The city of Falls Church has a major self-image problem, according to Heather Arnold.

"No one knows what Falls Church retail is today," said Arnold, president of District-based Retail Compass LLC, which was hired by the city to help fashion a plan for the high-density, mixed-use development project known as City Center.

According to the numbers, at least, the quaint-looking, incorporated small city wedged between Arlington and Fairfax Counties should make retailers salivate. Its primary shopping district includes approximately 14,000 households with a median income of $79,149. But there's a big bully down the street, by the name of Tysons Corner Center, the 2.3-million-square-foot shopping mall a few miles to the west on Route 7 that recently expanded with new restaurants, retail stores and a 16-screen movie theater.

"If you were out in the middle of Nebraska, without the sixth-largest shopping center in the country at your doorstep, you would be an incredibly attractive retail market to any tenant in the country," Arnold told a group of about 50 people gathered at George Mason High School on Nov. 15 to hear the consultant's findings.
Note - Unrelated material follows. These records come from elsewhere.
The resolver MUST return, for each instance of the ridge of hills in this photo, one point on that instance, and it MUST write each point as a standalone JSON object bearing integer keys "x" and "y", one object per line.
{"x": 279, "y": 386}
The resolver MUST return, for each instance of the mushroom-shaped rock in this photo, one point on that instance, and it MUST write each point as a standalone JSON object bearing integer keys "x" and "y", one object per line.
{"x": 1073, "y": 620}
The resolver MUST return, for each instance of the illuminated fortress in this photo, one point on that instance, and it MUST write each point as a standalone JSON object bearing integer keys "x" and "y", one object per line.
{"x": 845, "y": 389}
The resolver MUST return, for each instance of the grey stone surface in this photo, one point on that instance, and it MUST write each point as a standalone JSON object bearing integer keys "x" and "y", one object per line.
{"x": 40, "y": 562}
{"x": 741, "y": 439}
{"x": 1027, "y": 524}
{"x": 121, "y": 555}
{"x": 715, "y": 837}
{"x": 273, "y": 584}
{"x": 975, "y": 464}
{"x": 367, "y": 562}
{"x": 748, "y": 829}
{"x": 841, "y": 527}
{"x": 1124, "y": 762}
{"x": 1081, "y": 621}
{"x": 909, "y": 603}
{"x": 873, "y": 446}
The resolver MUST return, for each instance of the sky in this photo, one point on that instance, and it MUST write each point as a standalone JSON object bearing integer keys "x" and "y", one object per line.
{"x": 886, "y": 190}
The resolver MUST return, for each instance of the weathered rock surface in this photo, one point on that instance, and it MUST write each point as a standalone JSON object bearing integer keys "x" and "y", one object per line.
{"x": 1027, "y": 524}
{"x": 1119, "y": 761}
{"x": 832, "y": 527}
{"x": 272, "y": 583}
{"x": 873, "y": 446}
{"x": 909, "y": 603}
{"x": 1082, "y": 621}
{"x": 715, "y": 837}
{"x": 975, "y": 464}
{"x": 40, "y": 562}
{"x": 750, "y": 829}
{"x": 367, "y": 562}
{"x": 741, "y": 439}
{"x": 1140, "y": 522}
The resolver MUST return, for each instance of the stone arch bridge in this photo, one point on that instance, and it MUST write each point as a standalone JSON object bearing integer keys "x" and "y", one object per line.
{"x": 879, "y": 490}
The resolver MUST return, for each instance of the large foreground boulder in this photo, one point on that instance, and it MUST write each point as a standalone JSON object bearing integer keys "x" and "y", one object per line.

There's another big problem standing in the way of people getting to know the real Falls Church. The two Falls Church-named Metro stations aren't actually in the city itself: The East Falls Church station is in Arlington County, and the West Falls Church station is in Fairfax County. There are proposals for high-density development around both of those stations, too.

City Center is in the heart of the small city's downtown, at the corner of Broad and Washington streets, which is miles from either station. "If there was a Metro station at City Center, this would be a completely different discussion," Arnold told the audience.

So Falls Church needs to have a slightly different retail development strategy, focusing on niche food markets such as Harris Teeter and Trader Joe's, with specialty retailers who want to be in settings other than big shopping malls. Arnold's statistical analysis showed that Falls Church residents spend as much money dining out as on groceries, so restaurants should be a big part of the mix, too.

The retail consultant fielded questions from concerned residents who asked about how to attract the right retail mix and how to retain the locally owned businesses in the area of City Center.

Arnold had another warning for the close-in suburb, which faces competition as smaller mixed-use developments sprout up in other parts of the Route 7 corridor. "If we keep building mixed-use projects that have retail on the ground floor, every new chunk of retail takes away from the demand potential that exists for City Center. We have to cut that out because if you go that way, it's like death by a thousand cuts," said Arnold.

Web Network Goes for Golf

Chantilly's TV Worldwide Inc., which operates the Web-based global TV network TVWorldwide.com, has announced that it will develop and eventually launch an Internet TV channel featuring live and archived golf events.

"By creating and deploying community-based 'lean-in' interactive content for golf enthusiasts as we've done for our other Internet TV channels, we believe we can effectively compete with conventional broadcast and cable golf offerings," said TVworldwide.com chief executive Dave Gardy in a statement.

Movers and Shakers

John Federman has joined eStara Inc. of Reston, which creates communications products to link buyers and sellers, as its new chief executive. Previously, Federman co-founded Dotomi Inc., a Boston marketing services and technology company, where he served as president and chief executive.